Assim como o referido texto abaixo, os ministros e a mídia prostituída que condenam os petistas traduzem o medo que sentem ao pensar que nosso país mudará radicalmente para melhor se muitos brasileiros vierem a compreender o pragmatismo que levará a massa a lutar pelas necessárias transformações, especialmente das leis criadas para manter o povo dependente da classe historicamente dominante.

Eis o texto da condenação do primeiro mártir da independência do Brasil, que um dia foi considerado bandido e em outro passou a ser herói nacional: Qualquer semelhança com as condenações do STF de hoje não é mera coincidência — é repetição da história.

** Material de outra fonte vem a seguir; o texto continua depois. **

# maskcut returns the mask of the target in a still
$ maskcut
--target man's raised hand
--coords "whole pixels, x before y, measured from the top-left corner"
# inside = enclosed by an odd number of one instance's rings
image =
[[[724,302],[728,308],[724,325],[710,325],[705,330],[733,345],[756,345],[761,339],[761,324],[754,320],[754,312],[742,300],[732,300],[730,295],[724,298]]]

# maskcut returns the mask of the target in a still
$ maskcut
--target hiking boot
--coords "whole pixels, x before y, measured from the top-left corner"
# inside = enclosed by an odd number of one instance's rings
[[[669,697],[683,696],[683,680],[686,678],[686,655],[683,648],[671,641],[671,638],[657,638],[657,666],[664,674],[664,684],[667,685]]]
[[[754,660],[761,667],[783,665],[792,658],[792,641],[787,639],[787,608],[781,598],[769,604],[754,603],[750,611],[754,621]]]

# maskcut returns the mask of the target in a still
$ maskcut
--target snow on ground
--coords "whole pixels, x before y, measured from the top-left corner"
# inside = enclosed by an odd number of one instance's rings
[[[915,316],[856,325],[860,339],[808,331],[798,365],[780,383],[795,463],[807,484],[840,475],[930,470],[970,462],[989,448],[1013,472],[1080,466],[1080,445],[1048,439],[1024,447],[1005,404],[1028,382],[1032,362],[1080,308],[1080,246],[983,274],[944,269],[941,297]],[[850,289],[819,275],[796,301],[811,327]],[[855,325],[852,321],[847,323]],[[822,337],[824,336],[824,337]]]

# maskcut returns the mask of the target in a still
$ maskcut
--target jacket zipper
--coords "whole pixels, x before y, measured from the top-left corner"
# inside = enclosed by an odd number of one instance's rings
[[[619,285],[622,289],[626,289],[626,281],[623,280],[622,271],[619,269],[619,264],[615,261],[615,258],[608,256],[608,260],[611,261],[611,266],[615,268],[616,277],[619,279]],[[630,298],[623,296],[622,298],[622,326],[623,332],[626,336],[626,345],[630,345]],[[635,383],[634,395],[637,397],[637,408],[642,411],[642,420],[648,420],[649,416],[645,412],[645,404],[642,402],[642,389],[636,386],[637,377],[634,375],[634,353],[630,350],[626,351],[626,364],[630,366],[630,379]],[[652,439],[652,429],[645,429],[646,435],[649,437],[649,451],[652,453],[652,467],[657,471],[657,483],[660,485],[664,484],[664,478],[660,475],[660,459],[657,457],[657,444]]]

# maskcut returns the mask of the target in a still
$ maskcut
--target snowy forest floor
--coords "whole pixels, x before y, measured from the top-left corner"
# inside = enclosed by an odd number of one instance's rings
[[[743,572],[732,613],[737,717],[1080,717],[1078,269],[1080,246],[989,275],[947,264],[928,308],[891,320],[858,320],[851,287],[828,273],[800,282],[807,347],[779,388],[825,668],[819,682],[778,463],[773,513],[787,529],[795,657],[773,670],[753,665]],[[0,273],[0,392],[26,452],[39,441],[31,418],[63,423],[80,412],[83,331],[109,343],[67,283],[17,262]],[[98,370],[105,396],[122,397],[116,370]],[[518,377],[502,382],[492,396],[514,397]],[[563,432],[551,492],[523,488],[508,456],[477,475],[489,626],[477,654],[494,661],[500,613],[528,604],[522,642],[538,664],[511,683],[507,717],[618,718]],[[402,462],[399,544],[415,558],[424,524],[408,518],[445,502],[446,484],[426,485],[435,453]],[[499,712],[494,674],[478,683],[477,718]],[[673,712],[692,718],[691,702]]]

Assinada no Rio de Janeiro, no dia 19 de abril de 1792, esta foi a sentença do Tribunal de Alçada relativa a Tiradentes:

“Portanto condenam o réu Joaquim José da Silva Xavier, por alcunha o Tiradentes, alferes que foi da tropa paga da capitania de Minas, a que com baraço e pregão seja conduzido pelas ruas públicas ao lugar da forca, e nela morra morte natural para sempre, e que depois de morto lhe seja cortada a cabeça e levada a Vila Rica, aonde em o lugar mais público dela será pregada em um poste alto até que o tempo a consuma; o seu corpo será dividido em quatro quartos e pregados em postes pelo caminho de Minas, no sítio da Varginha e de Cebolas, aonde o réu teve as suas infames práticas, e os mais nos sítios de maiores povoações, até que o tempo também os consuma. Declaram ao réu infame, e infames seus filhos e netos, tendo-os, e seus bens aplicam para o fisco e câmara real, e a casa em que vivia em Vila Rica será arrasada e salgada, e que nunca mais no chão se edifique, e não sendo próprias, serão avaliadas e pagas ao seu dono pelos bens confiscados, e no mesmo chão se levantará um padrão pelo qual se conserve em memória a infâmia deste abominável réu.”

A história se repete para que ninguém ouse pensar em um país soberano e independente.